Molecular approaches provide novel insights into the role of ABCA4 in bisretinoid clearance.

Abstract

Many visual disorders including Stargardt's disease, an early onset macular dystrophy, are caused or contributed to by mutations in the gene encoding the human ATP-binding Cassette (ABC) transporter ABCA4. ABCA4 is expressed in the photoreceptor and retinal pigment epithelial cells of the eye and is thought to act as a lipid translocase of retinal-phospholipid conjugates involved in vision. Molecular investigations on ABCA4 will require its purification from a heterologous expression system capable of providing conditions for the expression of membrane proteins in a functional form. In this thesis I sought to validate a novel expression system for ABCA4 (Drosophila melanogaster eyes) and to expand on our understanding of the protein's function by investigating its interaction with a putative substrate (A2E).
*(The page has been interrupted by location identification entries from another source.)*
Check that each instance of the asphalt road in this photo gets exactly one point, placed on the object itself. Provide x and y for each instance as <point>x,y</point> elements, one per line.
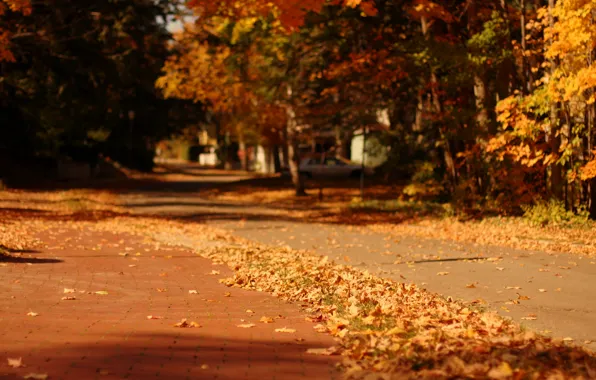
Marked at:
<point>554,294</point>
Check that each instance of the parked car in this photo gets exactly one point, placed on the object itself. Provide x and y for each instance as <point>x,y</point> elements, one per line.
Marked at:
<point>331,167</point>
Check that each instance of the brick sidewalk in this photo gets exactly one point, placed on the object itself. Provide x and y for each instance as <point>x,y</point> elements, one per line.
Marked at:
<point>110,337</point>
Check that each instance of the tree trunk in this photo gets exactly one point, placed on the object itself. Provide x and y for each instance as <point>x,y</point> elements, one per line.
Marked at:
<point>276,160</point>
<point>243,153</point>
<point>438,109</point>
<point>285,151</point>
<point>556,175</point>
<point>294,153</point>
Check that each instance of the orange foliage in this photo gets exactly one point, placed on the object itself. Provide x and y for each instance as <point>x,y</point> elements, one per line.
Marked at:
<point>23,6</point>
<point>289,12</point>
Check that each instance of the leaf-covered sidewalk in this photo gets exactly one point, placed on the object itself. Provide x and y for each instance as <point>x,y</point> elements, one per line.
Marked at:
<point>135,278</point>
<point>89,300</point>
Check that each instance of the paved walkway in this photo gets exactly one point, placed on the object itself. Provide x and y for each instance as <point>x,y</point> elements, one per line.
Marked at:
<point>551,294</point>
<point>109,336</point>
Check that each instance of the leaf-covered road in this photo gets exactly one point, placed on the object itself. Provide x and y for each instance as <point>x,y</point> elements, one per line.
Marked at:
<point>549,293</point>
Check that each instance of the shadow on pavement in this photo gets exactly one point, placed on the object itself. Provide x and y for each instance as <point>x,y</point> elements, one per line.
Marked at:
<point>26,260</point>
<point>185,354</point>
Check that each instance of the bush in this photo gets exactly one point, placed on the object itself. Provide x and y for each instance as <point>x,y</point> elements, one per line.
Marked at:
<point>424,184</point>
<point>554,213</point>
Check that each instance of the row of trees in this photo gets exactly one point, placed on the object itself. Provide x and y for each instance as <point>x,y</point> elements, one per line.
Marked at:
<point>77,78</point>
<point>497,94</point>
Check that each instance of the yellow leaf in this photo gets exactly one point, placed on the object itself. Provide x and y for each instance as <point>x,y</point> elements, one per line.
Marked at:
<point>501,372</point>
<point>15,363</point>
<point>285,330</point>
<point>246,325</point>
<point>36,376</point>
<point>266,320</point>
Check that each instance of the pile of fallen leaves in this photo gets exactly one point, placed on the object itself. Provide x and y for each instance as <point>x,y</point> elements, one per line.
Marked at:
<point>395,330</point>
<point>336,206</point>
<point>501,231</point>
<point>385,329</point>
To validate the novel system, ABCA4 was compared to the established expression system in Spodoptera frugiperda insect cells. The protein from both systems was extracted, purified, and reconstituted into liposomes, and different biophysical characteristics were assessed. ABCA4 from both sources was structurally and functionally intact. However, there were marked differences in the ease of solubilisation, protein purity, product yield, oligomeric state, and the level of ATPase activity. This highlights the need to assess the products of different expression systems to ensure the fidelity of subsequent protein characterisation.

Previous research has determined that ABCA4 can transport retinal, phosphotidylethanolamine, and the retinal-phospholipid conjugate N-retinylidene-PE (NRPE). In this thesis, I assessed whether the retinal-phospholipid conjugate A2E can also interact with ABCA4. Using a known substrate (retinal) as a control, I measured the binding of A2E to ABCA4 and its effect on the ATPase activity. Using molecular docking, I also defined the location for A2E binding to ABCA4. The binding and docking data both demonstrate that A2E can interact with ABCA4 and that it binds to the protein in the same substrate binding pocket as NRPE. This interaction hints at an expanded role for ABCA4 in the clearance of toxic products in the retinal pigment epithelial cells of the retina where A2E is formed.